Benches surrounded the sandpit, most filled with mothers watching their children in the sandpit, but one was unoccupied. She sat down on it, Leandros beside her.

He turned towards her.

‘What do I say to you?’ he said.

‘What do I say to you?’

The words—as inane as they were inadequate—echoed in his head.

When she had so shockingly revealed her virginity he hadn’t known what to say to her. Nor did he know what to say now—with this even more shocking revelation.

That the ‘someone else’ she had gone to was Miki...

And that her marriage was a farce—a lie from the very start. A lie both she and Damian agreed to. And now she has taken responsibility for a child that is not hers. A child she will not abandon and is determined to care for—whatever it costs her. Even it costs her me...costs her what we found again in Paris.

His gaze went to the small boy, playing happily in the sand. He was a nice little lad—cheerful and sunny—and Leandros watched him happily and assiduously fill his bucket with sand, then chortle as he emptied it all out again, only to repeat the process industriously.

A thought came to him, poignant and powerful.

What if he’d been ours—Eliana’s and mine?

They might easily have had a child that age by now...possibly another baby as well. His eyes went to Eliana, emotion snaking through him at what he had just thought. A sense of waste smote him.

How different our lives might have been from what they are.

She spoke now. ‘There isn’t really anything to say.’

Her voice was even, but he could hear a note of resignation in it. Or was it rather acceptance? Or both?

‘It’s just how things have panned out. We make our decisions in life, Leandros—and live with the consequences.’

She dropped her eyes, letting them go to where the little boy for whom she had shouldered a responsibility she should not have had to take on was innocently playing. A callous fate had imposed it on her.

‘I can’t abandon him,’ she said again. ‘Financially it’s hard, but I’m just about managing.’ She paused, glanced back at Leandros, then away again. ‘The...the reason I left Paris so abruptly...’ he could hear a sense of strain in her voice ‘...was that Maria’s mother, Agnetha, had phoned me in a panic. She’d had a letter from her landlord, raising her rent or threatening her with eviction. She was so upset and scared because it was beyond her means to find the extra money, and I knew I had to get back and help out.’

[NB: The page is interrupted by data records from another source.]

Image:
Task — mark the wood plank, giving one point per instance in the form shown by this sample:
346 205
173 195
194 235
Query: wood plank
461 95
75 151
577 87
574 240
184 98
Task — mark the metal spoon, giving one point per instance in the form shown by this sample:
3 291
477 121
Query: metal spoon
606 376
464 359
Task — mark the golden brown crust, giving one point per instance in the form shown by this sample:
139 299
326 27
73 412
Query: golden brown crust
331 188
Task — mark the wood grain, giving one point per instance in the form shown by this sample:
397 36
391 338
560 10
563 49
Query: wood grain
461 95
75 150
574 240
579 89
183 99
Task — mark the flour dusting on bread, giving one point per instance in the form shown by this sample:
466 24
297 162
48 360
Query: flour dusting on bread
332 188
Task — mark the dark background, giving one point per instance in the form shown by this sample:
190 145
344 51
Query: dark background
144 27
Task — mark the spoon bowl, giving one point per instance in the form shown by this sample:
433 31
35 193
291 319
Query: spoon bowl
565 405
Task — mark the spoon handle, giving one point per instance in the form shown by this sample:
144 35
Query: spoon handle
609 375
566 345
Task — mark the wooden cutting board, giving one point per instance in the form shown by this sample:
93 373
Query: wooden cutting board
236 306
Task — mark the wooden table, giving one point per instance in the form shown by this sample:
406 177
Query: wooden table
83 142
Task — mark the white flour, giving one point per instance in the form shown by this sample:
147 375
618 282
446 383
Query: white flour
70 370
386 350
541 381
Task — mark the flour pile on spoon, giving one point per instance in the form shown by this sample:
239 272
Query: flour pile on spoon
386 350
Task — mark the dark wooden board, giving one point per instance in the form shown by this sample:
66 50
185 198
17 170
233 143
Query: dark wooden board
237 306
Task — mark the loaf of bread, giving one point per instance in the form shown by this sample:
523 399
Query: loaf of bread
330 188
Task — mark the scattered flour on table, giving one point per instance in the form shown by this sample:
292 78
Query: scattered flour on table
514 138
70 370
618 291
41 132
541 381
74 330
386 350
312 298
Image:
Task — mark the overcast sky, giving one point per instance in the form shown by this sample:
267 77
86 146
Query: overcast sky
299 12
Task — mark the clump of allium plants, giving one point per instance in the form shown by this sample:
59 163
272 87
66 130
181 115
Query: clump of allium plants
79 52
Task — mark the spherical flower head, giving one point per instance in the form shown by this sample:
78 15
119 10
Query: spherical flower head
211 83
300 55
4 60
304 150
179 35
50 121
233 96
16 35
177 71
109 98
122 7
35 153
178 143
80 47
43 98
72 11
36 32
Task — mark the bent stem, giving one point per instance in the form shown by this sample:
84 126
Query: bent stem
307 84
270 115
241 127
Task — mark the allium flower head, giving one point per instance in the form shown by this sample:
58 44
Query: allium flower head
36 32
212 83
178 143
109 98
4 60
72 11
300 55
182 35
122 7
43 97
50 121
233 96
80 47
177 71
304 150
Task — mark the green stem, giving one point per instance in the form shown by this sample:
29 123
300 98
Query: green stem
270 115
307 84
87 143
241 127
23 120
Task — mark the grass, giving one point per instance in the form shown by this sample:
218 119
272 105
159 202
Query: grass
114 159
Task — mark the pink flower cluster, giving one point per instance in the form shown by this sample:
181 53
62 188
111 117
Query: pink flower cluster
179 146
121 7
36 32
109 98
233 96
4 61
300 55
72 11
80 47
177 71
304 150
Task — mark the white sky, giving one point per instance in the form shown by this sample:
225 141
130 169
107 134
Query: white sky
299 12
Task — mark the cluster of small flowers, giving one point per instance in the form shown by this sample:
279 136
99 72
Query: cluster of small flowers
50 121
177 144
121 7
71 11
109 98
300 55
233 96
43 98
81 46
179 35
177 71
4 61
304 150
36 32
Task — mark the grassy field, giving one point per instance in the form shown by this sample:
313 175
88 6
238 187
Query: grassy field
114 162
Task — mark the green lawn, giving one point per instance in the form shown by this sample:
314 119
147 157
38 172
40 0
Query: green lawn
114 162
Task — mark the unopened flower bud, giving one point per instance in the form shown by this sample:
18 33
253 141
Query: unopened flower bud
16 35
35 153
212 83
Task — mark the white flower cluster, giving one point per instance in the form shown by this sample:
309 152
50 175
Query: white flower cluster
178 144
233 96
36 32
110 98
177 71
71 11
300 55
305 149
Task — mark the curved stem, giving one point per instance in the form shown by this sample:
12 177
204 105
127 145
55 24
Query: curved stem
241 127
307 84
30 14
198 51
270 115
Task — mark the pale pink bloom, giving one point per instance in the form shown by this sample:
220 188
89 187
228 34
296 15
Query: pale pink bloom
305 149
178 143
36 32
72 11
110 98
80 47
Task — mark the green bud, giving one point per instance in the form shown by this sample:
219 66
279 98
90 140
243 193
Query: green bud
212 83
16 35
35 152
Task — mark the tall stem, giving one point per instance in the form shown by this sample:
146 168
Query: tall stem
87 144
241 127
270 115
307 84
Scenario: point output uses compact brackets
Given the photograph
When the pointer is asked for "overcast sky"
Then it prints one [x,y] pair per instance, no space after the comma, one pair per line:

She drew breath and ploughed on.

‘I was already completely stretched financially, and I had to raid my savings, such as they are, to find the extra rent due. I made the decision that I could only stay afloat if I gave up my own apartment and moved in with Agnetha. It’s risky—because, as I said, I don’t want there ever to be any association between the widow of Damian Makris and a small child. It might start gossip, questions, speculation...and that might filter back to Jonas.’

She gave a wan smile. ‘Ironically, if he jumps to the same conclusion you did, it would keep Miki safer. Jonas would just think I’d cheated on Damian and had an affair with someone else and a secret baby. Of course he’d cut off my widow’s allowance instantly, but at least he wouldn’t get any suspicions about Miki’s true parentage.’

She fell silent again. Then spoke once more.

‘I’ve stopped sending him to the childminder, to save some money, and cut my own working hours down, so it’s only mornings. My income is less, but it was only going on the childminder anyway. This way I can bring in a little more money, and Agnetha can manage half a day looking after Miki—at least for now. I take over at lunchtime. As I say, we’re...we’re just about managing...even with the rent hike.’

Frustration bit in Leandros. ‘Eliana, you can’t go on like this! It just isn’t—’

A dozen terms for what it wasn’t rang in his head, but he only picked one of them.

‘Sustainable,’ he said heavily. ‘You can’t live like this.’

She gave a little shrug. ‘It’s the best I can manage,’ she said.